Saturday, March 5, 2011

My Decision

So what happened this week? Oh so many things...but the biggest thing that has happened is that I've decided until further notice that I will not be getting a prophylactic double mastectomy and resulting breast reconstruction. I will have my lumpectomy and radiation and then my reduction and lift.

I have two issues - The first is I still have to learn whether or not I can have the reduction at the same time as the lumpectomy or is it better to wait until after radiation (which shrinks the tissue and complicates healing; and if I do it at the same time Dr. McAndrew has said I will most likely require a slight revision at some point). The second is if I don't get clear margins after the lumpectomy then I will have to have a mastectomy regardless anyway and the whole decision process will be moot.  

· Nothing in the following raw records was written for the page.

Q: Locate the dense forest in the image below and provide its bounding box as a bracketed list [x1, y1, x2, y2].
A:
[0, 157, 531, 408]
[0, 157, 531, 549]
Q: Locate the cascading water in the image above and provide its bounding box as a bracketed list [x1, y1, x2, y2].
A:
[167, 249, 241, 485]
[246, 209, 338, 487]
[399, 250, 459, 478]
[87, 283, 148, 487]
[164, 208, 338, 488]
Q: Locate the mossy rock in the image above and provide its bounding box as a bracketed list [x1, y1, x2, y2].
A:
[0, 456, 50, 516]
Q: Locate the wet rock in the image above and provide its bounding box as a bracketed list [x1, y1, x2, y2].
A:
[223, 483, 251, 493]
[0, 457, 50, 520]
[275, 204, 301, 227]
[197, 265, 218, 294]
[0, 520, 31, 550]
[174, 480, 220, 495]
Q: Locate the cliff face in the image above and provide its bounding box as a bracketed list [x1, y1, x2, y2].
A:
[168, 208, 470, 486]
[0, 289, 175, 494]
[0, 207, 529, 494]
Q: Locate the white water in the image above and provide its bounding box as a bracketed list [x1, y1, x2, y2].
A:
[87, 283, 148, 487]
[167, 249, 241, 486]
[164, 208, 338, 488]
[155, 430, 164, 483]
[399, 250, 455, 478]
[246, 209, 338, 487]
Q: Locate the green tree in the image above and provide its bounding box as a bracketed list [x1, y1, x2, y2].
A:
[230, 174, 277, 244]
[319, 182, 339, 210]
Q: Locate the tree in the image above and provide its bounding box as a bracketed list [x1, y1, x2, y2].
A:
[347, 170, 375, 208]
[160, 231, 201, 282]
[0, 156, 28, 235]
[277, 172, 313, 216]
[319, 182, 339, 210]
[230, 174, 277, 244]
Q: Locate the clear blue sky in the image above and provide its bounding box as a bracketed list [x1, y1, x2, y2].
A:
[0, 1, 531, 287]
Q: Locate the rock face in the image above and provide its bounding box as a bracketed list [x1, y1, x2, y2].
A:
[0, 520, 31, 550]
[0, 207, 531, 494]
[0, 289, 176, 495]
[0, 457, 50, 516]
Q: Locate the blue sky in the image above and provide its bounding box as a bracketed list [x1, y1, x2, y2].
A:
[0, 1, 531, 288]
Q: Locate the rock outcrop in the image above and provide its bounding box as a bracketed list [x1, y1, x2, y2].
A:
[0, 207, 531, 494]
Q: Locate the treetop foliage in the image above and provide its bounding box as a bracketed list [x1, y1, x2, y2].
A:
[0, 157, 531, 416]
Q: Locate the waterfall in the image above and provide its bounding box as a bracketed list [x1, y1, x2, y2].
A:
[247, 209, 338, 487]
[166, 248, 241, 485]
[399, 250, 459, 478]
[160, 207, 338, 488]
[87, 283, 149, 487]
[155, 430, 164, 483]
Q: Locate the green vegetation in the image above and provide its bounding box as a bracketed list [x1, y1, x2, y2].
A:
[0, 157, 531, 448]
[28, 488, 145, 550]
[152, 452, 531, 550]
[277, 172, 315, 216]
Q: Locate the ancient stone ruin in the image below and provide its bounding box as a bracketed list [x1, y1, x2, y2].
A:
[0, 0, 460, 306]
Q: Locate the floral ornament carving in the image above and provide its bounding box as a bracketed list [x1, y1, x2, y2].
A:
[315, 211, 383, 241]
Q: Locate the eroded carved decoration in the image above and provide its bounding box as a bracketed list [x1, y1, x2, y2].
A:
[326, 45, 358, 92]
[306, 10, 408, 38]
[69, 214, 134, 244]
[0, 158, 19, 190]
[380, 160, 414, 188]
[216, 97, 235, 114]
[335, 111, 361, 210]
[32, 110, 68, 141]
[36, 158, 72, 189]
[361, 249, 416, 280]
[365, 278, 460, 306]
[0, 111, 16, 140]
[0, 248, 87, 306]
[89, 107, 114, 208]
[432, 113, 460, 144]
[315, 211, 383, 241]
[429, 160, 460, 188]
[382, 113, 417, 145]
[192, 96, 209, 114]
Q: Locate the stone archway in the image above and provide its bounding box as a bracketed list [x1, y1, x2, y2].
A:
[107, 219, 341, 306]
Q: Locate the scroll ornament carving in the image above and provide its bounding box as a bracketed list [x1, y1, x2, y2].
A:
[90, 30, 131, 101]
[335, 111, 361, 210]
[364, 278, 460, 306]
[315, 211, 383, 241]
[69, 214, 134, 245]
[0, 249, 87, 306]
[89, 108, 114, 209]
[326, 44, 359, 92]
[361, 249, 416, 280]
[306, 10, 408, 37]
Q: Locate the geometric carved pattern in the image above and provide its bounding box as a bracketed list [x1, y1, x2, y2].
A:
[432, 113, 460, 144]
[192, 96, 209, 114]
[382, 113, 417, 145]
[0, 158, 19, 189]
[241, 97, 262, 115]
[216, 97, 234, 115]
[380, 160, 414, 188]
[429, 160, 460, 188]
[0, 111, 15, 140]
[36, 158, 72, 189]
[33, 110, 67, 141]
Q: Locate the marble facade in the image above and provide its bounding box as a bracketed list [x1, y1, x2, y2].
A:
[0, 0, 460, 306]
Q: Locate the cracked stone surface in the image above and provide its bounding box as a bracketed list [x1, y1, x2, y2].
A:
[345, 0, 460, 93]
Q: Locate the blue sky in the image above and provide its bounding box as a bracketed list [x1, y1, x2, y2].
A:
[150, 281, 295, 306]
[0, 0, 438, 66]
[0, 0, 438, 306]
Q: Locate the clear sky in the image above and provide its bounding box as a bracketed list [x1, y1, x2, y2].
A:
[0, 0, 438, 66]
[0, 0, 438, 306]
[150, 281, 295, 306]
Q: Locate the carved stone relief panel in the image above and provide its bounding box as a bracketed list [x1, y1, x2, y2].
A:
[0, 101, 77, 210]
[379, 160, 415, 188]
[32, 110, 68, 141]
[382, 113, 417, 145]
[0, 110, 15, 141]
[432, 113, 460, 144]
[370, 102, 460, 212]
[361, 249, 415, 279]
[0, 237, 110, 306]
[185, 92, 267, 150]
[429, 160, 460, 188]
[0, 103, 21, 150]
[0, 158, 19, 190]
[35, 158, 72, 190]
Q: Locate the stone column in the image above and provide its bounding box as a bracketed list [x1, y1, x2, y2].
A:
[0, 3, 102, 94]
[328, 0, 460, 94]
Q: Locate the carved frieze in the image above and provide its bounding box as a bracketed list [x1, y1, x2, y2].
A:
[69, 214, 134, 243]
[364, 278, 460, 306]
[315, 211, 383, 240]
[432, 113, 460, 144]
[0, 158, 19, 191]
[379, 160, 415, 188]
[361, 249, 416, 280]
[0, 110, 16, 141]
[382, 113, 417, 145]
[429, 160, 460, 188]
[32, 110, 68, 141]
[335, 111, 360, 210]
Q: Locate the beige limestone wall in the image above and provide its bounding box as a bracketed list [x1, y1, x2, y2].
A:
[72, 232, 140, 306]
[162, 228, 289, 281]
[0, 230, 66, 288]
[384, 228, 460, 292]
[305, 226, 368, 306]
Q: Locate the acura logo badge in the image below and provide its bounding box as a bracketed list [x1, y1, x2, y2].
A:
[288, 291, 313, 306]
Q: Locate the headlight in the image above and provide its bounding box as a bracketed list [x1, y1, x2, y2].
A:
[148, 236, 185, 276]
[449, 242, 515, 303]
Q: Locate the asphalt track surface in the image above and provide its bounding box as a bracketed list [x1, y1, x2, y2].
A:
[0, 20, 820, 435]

There is so much detail into how and why I've made this initial decision which I will divulge at another time but in a nutshell, the way I, the novice, am looking at it is:
1) I am not a gene carrier;
2) I feel it was a fluke of infertility drugs that caused my cancer (perhaps I had some predisposition, albeit not genetic, towards cancer and the pregnancies and fertility drugs just amplified it into overdrive and catapulted the cancer to grow so aggressively. The timing fits according to the doctors I've seen, they feel my tumor has been growing for at least 3 years, I had my first miscarriage in 2007 then in 2008 did the fertility drugs to stimulate 13 follicles and grow 11 embryos that then resulted in the twins, then a break while breastfeeding Abby, then the pregnancy with Leo);
3) Double mastectomy will not completely eradicate the chance that the disease will return (it is 90% effective but it is impossible for a surgeon to remove all breast tissue;
4) I will be closely monitored to detect recurrence and a double mastectomy won't change that;
5) I will be taking tamoxifen for 5 years to prevent recurrence;
6) Because I naturally have large breasts it complicates my reconstruction. Dr. Orringer said that the process will be more intense and more difficult.  Breast reconstruction is a very involved process; there is the mastectomy first, the reconstruction is started at the same time for best results which means expanders are placed under the skin to stretch out the skin and tissue (that can take 3-6 months), then you have to have another surgery to get implants, then you have to go back again to create nipples and areolas, then you made need adjustments, then you may need to replace the implants as scar tissue builds up around the implants (and this is especially true for radiated tissue), and then, and then, and then...NO, and then!!!  (That's a reference to Dude, where's my car FYI...)

Anyway, that's kind of where I'm at for the moment.  I still have a million, zillion questions that I will ask Dr. Guiliano and Dr. McAndrew and the rest of the plastic surgeons that I am meeting with in the coming weeks.  But that's my two cents.